Earlier this week, I saw the construction site in the picture below while driving to work.
I’ve driven, walked, and biked by this location countless times over the course of nearly a decade. But when I saw that the old buildings were gone, I suddenly realized I was already forgetting significant details about the recently demolished buildings. It was like that orange excavator scooped out my memories right along with the old homes themselves.
Maybe I’m an extreme case, or simply extremely bad at remembering old houses. But I think that over time I’m not the only person who experiences this phenomenon. It is, I suppose, a kind of taking the built environment for granted. Structures seem so immutable that when they do change or disappear, their absence is more surreal than striking. And in my experience eventually that absence simply seems natural.
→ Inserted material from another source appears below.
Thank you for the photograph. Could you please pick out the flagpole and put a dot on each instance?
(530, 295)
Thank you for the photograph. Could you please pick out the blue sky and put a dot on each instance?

I’ve experienced a similar phenomena in downtown: I arrived in Provo well before the Zion’s bank building was erected, but I have only the foggiest memories of what previously occupied that space.
This, it seems, is the way we end up with sites like the original tabernacle ruins. At some point after the building was gone people finally forgot most of the details. Relative newcomers like myself never even knew it existed, and even the experts had to use high tech tools to locate the old foundation. In the grand scheme of things, that building wasn’t all that old, but the process of forgetting had erased even the most basic information about it.
This blog aims to tackle urbanism in Provo — things like infrastructure, how to enliven streets, grow the economy, and improve well-being. But as I’ve wandered around Provo with my point-and-shoot camera, I also realized that it can document development. It can provide a fragment of the past to remember.